Jerusalem has been declining constantly since the 1950s as the government, the burghers of the city and planners have been systematically "eating" its heart. Instead of clustering development around the city center, they built and are building remote neighborhoods. First there were the mekasher (connection) neighborhoods - Beit Hakerem, Kiryat Yovel and Kiryat Menachem, and afterward, in the wake of the Six-Day War, the neighborhoods of Gilo, Ramot, French Hill, Armon Hanatziv, Neveh Yaakov, Pisgat Ze'ev and Shuafat. To this glorious list can be added the neighborhood planned by Moshe Safdie for the western part of the city right now. As if all this were not enough, they have added Ma'aleh Adumim to the east and Modi'in to the west. Over the years, this wild construction has moved the inhabitants of the city away from its center.
Even this was not enough. At the same time, an effort was made to distance any significant activity from the downtown area. The government ministries were moved out.
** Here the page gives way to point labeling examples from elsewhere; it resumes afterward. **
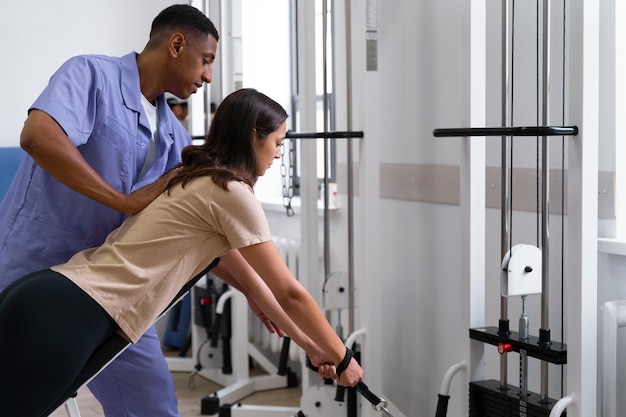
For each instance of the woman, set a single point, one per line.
(52, 320)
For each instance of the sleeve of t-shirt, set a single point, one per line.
(240, 216)
(71, 98)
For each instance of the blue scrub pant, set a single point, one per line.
(138, 383)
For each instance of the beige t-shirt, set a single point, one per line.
(145, 262)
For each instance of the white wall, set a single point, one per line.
(40, 35)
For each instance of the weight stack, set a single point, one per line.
(486, 399)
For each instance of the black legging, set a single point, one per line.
(48, 330)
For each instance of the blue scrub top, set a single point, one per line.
(97, 101)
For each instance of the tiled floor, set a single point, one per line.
(189, 400)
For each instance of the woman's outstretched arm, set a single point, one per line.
(300, 306)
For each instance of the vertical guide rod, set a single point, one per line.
(507, 116)
(350, 173)
(544, 332)
(326, 140)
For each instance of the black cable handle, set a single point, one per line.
(325, 135)
(508, 131)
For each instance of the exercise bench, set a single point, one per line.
(108, 351)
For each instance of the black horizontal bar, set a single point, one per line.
(556, 353)
(508, 131)
(324, 135)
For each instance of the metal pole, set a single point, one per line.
(326, 140)
(507, 115)
(350, 191)
(544, 332)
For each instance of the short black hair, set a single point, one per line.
(183, 16)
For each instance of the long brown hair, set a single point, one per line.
(228, 153)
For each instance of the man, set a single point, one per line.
(99, 140)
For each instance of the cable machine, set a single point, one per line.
(525, 268)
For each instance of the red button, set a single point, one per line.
(504, 347)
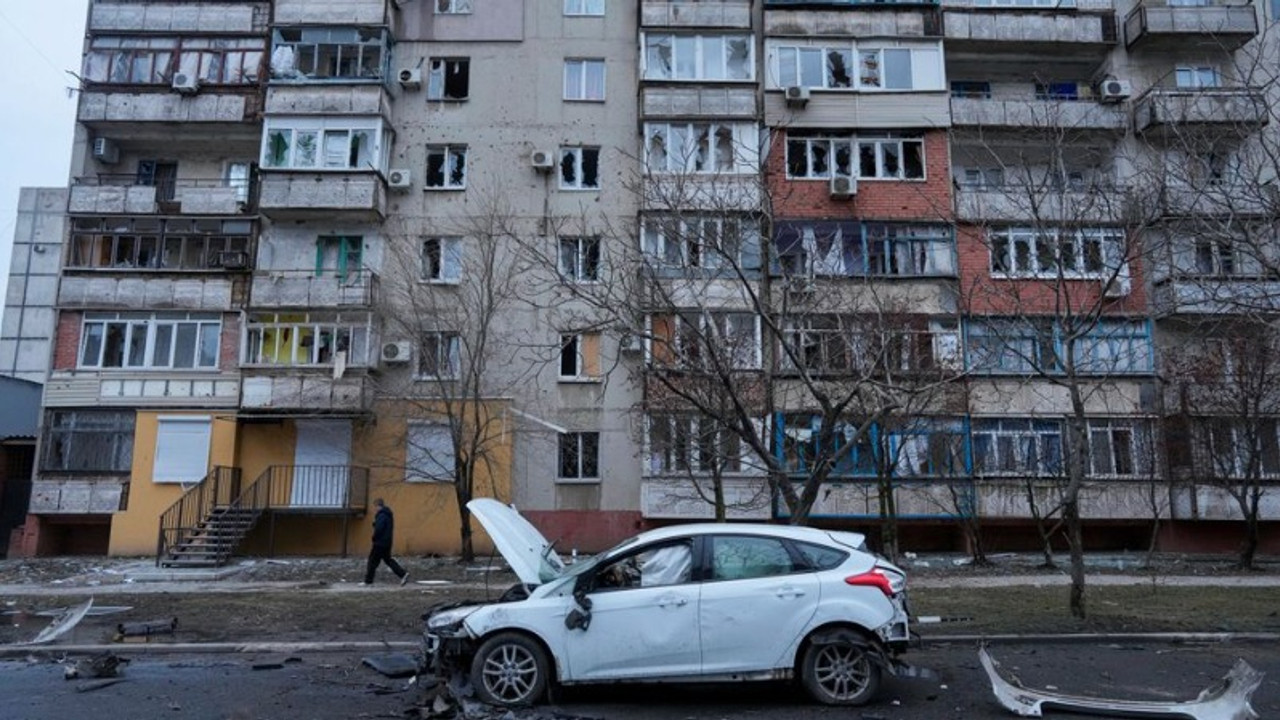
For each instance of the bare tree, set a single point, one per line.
(457, 297)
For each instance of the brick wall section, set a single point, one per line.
(876, 200)
(982, 294)
(67, 340)
(228, 351)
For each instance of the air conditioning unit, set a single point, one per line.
(186, 83)
(796, 95)
(400, 178)
(542, 160)
(396, 351)
(229, 259)
(844, 186)
(1114, 90)
(411, 78)
(105, 151)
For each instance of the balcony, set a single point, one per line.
(338, 196)
(123, 195)
(163, 114)
(698, 101)
(346, 13)
(702, 14)
(99, 290)
(1064, 30)
(1038, 114)
(152, 388)
(305, 288)
(222, 18)
(1185, 295)
(1171, 110)
(1220, 24)
(1041, 204)
(266, 388)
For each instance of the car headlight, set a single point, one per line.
(449, 619)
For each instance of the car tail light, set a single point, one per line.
(872, 578)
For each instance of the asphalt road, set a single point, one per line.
(329, 686)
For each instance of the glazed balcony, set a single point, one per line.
(338, 196)
(1038, 114)
(1160, 24)
(1068, 27)
(1165, 110)
(1040, 204)
(122, 194)
(702, 14)
(306, 288)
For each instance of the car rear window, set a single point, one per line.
(821, 557)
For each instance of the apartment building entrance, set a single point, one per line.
(321, 461)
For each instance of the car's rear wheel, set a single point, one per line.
(840, 671)
(510, 669)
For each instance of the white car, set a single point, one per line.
(704, 602)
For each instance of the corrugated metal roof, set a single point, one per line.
(19, 408)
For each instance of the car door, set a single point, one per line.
(757, 598)
(644, 618)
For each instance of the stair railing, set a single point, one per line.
(219, 488)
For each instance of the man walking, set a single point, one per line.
(384, 529)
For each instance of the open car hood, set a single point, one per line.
(520, 543)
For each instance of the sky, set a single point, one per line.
(37, 108)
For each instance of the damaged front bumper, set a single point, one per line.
(1225, 700)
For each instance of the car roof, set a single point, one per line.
(792, 532)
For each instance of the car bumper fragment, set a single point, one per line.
(1225, 700)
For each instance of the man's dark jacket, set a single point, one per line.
(384, 527)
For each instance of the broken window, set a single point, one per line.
(698, 147)
(88, 441)
(580, 168)
(452, 7)
(584, 80)
(580, 259)
(698, 57)
(447, 167)
(333, 144)
(579, 456)
(442, 259)
(584, 7)
(429, 452)
(328, 53)
(307, 338)
(438, 356)
(150, 341)
(448, 78)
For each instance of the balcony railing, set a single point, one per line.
(119, 194)
(309, 288)
(1171, 24)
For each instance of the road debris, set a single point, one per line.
(1225, 700)
(63, 623)
(145, 629)
(103, 665)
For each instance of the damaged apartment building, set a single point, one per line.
(611, 260)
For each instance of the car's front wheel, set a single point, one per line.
(840, 671)
(510, 669)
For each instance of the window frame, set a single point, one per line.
(585, 463)
(447, 182)
(449, 259)
(447, 345)
(584, 68)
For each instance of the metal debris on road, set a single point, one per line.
(1225, 700)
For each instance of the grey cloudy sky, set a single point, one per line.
(42, 41)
The university was transferred to closed camps, first to Givat Ram and then to Mount Scopus as well.
The Bezalel Museum was moved out and turned into another closed camp on an isolated hill, and renamed the Israel Museum. The Knesset was taken to the ghost town opposite the museum called "the National Compound." The Supreme Court was also moved there.
All they left in the city center is cheap eateries, cheap clothing stores, poverty and filth. After all this, it is no wonder that the life of the city has moved to the sterile atmosphere of the Malha Mall, which for very good reason holds the championship in turnover among all the malls in Israel, even though Jerusalem is the poorest large city in the country.
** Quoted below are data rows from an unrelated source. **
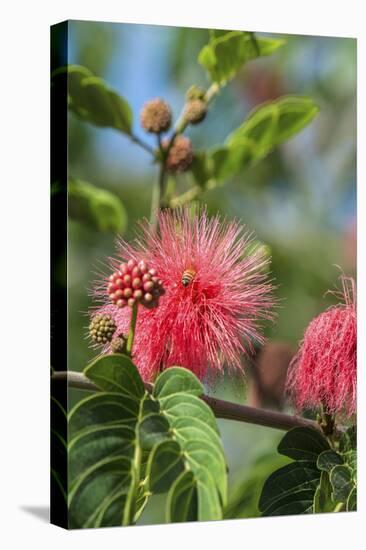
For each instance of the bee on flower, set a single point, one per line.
(213, 291)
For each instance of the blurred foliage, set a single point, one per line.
(96, 207)
(300, 200)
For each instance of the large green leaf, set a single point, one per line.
(126, 444)
(59, 451)
(104, 458)
(323, 501)
(96, 207)
(191, 424)
(290, 490)
(342, 482)
(266, 127)
(226, 53)
(348, 441)
(303, 444)
(319, 480)
(328, 459)
(93, 100)
(269, 125)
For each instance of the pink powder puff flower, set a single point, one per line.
(216, 293)
(323, 372)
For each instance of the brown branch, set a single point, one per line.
(221, 409)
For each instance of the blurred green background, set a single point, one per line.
(301, 200)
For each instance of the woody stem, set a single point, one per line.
(131, 332)
(221, 408)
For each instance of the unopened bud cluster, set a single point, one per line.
(118, 344)
(156, 116)
(195, 111)
(101, 329)
(180, 156)
(135, 283)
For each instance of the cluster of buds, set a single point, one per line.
(102, 329)
(195, 109)
(118, 344)
(180, 155)
(156, 116)
(135, 283)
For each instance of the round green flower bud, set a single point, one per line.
(156, 116)
(195, 92)
(118, 344)
(102, 329)
(195, 111)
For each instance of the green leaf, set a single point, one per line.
(116, 373)
(104, 456)
(177, 380)
(342, 482)
(348, 440)
(328, 459)
(273, 123)
(290, 490)
(153, 429)
(126, 444)
(98, 208)
(352, 500)
(59, 451)
(303, 444)
(350, 458)
(93, 100)
(226, 53)
(266, 127)
(182, 503)
(323, 501)
(165, 465)
(201, 168)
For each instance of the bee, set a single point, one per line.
(188, 276)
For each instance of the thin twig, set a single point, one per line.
(221, 409)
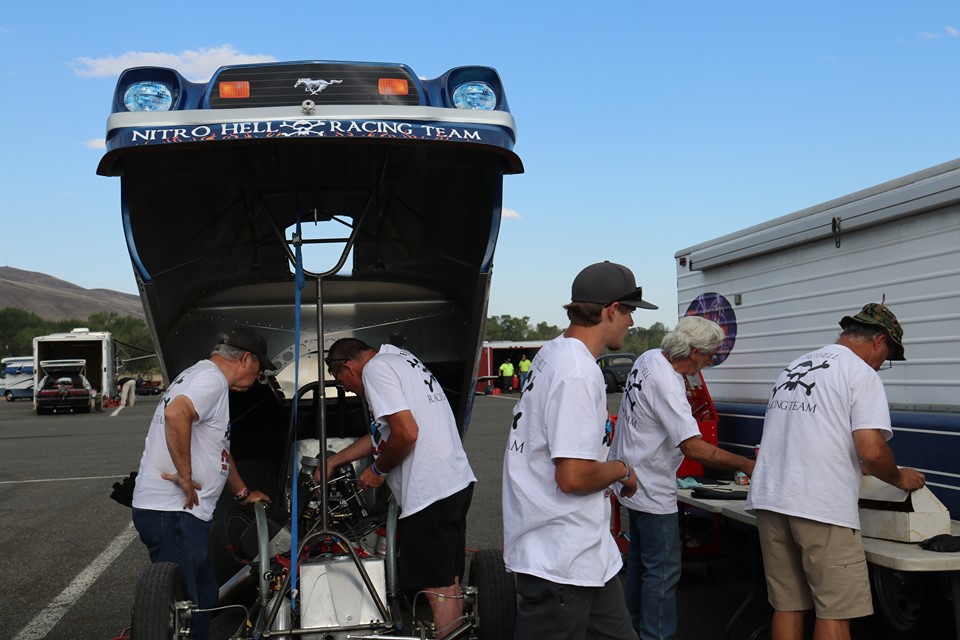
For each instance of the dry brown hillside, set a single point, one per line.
(55, 299)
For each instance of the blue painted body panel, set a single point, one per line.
(925, 440)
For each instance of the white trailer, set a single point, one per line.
(16, 377)
(96, 347)
(780, 288)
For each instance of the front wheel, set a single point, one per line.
(154, 605)
(496, 596)
(897, 599)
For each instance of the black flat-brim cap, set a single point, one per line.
(608, 282)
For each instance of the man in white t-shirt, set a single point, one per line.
(655, 430)
(417, 450)
(556, 510)
(827, 422)
(186, 463)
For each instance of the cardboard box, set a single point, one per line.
(890, 513)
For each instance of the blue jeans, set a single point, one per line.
(653, 571)
(177, 536)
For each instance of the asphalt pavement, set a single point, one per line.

Jerusalem is mortally ill. Urgent resuscitation and intensive care are needed to prevent the collapse of its systems and death. Superstars in the form of architects Santiago Calatrava and Frank Gehry are not even aspirin. What is needed, and urgently, is a massive transfusion of people into the city center. Such a transfusion must be performed by adding thousands of housing units and hotel rooms downtown, the cancellation of any expansion of "technological parks" outside the city center, the addition of tens of thousands of square meters of commercial space downtown and a massive addition of trees along the city's streets.
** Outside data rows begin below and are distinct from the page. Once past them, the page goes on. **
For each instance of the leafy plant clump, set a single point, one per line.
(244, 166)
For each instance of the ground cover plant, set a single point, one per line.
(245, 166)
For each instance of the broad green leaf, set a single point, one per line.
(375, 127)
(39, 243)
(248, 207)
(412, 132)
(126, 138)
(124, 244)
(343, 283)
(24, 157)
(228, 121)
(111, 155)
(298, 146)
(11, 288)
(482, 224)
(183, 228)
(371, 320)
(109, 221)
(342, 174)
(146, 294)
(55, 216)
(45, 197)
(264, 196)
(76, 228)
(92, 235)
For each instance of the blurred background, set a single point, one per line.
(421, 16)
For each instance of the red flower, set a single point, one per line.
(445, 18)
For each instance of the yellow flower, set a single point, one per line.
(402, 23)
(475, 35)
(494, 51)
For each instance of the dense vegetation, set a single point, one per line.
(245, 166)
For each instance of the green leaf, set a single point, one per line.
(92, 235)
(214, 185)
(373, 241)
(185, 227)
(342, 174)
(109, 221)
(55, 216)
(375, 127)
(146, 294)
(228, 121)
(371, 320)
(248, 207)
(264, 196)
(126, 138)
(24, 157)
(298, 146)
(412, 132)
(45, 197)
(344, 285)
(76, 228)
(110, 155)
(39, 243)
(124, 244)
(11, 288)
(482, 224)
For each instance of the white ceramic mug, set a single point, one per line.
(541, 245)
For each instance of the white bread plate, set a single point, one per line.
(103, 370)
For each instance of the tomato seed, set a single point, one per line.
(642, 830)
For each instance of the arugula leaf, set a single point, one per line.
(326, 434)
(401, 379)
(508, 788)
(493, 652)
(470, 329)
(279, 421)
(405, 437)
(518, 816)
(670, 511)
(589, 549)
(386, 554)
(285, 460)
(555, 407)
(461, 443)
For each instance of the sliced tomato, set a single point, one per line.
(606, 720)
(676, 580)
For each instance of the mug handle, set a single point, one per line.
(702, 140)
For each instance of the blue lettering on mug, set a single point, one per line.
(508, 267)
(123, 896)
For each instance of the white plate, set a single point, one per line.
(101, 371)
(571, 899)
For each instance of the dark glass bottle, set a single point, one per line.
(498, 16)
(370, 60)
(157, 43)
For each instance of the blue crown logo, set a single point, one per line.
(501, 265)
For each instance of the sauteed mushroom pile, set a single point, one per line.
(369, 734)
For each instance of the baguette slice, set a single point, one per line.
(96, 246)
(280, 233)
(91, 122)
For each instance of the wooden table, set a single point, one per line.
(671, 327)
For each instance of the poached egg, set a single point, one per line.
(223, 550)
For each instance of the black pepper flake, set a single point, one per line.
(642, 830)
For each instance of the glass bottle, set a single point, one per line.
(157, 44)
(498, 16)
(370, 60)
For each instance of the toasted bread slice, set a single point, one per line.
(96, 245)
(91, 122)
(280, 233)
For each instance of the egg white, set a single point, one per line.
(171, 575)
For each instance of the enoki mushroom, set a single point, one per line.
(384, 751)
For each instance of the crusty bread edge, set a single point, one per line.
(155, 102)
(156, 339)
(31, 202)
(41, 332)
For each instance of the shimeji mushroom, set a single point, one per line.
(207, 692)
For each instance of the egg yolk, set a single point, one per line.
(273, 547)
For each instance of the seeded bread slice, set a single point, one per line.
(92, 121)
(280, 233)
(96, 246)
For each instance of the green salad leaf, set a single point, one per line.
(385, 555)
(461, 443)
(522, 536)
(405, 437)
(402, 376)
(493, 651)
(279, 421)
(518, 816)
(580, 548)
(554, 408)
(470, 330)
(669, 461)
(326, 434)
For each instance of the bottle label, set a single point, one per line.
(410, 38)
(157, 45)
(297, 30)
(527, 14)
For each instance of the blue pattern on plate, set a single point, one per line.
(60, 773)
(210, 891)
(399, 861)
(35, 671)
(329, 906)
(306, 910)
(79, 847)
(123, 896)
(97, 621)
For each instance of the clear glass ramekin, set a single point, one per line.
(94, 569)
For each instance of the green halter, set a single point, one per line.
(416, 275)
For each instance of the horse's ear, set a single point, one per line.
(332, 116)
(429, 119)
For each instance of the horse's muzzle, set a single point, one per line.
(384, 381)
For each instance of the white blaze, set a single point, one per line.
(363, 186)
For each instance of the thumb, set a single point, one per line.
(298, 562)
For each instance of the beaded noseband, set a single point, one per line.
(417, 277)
Additions on this scale cannot be implemented without slaughtering the sacred cows of preservation of entire areas and without massive high-rise construction in the internal valleys and the visual basin of the Old City.
The plan to build hotels - as opposed to unnecessary Disneyland-style attractions like the proposed observation tower - on the Armon Hanatziv ridge is a move in the right direction. Jerusalem attracts tourists because it holds an asset that interests them - the Old City with its holy places.
This is Jerusalem's sea, and it is this sea that tourists want to see from the balcony of their hotel room. For this sea, they will pay double for a room that faces the view, double for a cup of coffee that faces the view and double for a table in a restaurant that faces the view.
Had the Greens been active during King Solomon's time, they would apparently have opposed the erection of the Temple on Mount Moriah. In Herod's time, they would have prevented the expansion of the Temple compound and the construction of the supporting wall; thus the Western Wall would not have been built. They would have prevented the construction of everything that attracts tourists to Jerusalem today. We would have been left today with a primitive landscape of rocky hills that would not draw a single inhabitant to the city, never mind tourists.
The writer is an architect and head of the Azrieli School of Architecture at Tel Aviv University.